Agile projects do fail just as often as ‘waterfall’ ones, I’ve experienced all kinds and seen both fail. It has nothing to do with the approach and all to do with the experience of the practitioners.
You can see the misunderstands of the Agilites by examining the Agile manifesto.
Through this work we have come to value:
- Individuals and interactions over processes and tools
- Working software over comprehensive documentation
- Customer collaboration over contract negotiation
- Responding to change over following a plan
Let me take each of these points in turn.
- Point 1. As the old adage goes ‘a fool with a tool is still a fool’. The application of a development process and the appropriate use of tools requires skill and experience. A development process is only as good as the people (no fools please) and an endeavour of any complexity requires interactions. No development process espouses the absence of individuals interacting. Many neo-Agilites reading this value interpret this as a rejection of process and tools. They roll their eyes at the merest mention of the dreaded ‘P’ word and heaven forbid if you suggest that capturing a UML diagram in a tool can provide anything other than an inconvenience. I’ve applied both processes and tools very successfully thank-you.
- Point 2. This value is based on the premise that there is no benefit to be gained in producing artefacts other than software. The word ‘comprehensive’ is used in an almost disparaging way. All documentation should be produced for a purpose. We’ve all seen people/projects who go through the motions producing documentation that serves no purpose. This is not a problem with documentation per-say. Who can dispute the creation of a succinct domain model that provides insight into a business problem? These things cannot be uncovered by hacking software or if they can the problem domain must be trivially simple.
- Point 3. Can’t really dispute this point. However, I would say there are few of us who are in the luxurious position where commercial accountability does not come to bear. We all have to produce software on time, to quality and on budget.

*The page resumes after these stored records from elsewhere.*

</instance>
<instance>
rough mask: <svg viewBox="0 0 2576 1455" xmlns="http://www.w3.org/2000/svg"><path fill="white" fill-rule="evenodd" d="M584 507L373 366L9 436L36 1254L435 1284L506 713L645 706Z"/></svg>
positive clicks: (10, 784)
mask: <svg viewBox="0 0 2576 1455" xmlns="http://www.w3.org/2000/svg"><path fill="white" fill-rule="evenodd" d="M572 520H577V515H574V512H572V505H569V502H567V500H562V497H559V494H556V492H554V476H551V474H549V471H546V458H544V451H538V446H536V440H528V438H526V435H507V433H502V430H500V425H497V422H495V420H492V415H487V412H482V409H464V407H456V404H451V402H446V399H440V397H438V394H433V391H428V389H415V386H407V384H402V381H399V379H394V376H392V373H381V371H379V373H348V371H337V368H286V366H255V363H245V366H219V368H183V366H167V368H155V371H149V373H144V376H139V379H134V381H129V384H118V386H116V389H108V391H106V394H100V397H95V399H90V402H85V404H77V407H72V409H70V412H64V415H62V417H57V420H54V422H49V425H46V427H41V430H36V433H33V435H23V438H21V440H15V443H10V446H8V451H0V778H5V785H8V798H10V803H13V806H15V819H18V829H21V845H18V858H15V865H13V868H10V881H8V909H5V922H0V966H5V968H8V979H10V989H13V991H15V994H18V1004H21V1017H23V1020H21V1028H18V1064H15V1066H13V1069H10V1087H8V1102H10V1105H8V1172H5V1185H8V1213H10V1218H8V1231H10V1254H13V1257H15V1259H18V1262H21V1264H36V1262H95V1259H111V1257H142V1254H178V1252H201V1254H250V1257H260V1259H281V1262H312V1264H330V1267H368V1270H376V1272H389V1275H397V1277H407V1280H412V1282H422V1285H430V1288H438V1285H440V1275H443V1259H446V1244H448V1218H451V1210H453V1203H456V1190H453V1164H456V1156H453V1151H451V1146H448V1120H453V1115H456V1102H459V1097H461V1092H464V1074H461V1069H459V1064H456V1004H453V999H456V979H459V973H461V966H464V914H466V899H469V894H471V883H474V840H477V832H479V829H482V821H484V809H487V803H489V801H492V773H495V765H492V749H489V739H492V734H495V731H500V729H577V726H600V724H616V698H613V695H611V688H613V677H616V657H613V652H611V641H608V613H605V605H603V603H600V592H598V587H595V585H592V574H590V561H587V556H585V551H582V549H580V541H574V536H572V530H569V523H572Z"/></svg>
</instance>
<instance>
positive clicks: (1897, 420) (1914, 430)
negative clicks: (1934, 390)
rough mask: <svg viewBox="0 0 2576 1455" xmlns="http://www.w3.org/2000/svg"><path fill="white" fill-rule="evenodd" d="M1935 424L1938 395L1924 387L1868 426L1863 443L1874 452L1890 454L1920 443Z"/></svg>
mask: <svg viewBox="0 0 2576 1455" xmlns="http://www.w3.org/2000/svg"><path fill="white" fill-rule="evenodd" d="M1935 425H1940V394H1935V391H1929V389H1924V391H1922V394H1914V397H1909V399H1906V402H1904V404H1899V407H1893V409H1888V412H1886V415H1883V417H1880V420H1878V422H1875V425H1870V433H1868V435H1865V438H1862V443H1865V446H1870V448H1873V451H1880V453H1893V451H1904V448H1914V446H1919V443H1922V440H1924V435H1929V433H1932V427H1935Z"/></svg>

- Point 4. This completely mis-understands the purpose of a plan and the art of project management. This is more a problem with poor project management (managers) not plans. A plan isn’t, as implied here, something that is created at the offset and blindly followed. It is a valuable tool that enables progress to be tracked, dependencies to be managed, changes to be easily assessed and is continually refined and revised (dare I say agilely!?). A project that follows a plan is not to the exclusion of accommodating change, far from it. It is only poor project plan practitioners who create a rigid plan and blindly stick to it. A plan should be revised daily (and not to just reflect progress).
In my next entry I will discuss how an architectural driven approach can be used to drive a plan based project which is adaptable to change and incorporates iterative techniques. It embraces the pragmatic application of precision and formalism whilst rejecting the ‘dash to code’ and ‘random walk’ approach to development software proffered by the Agilites.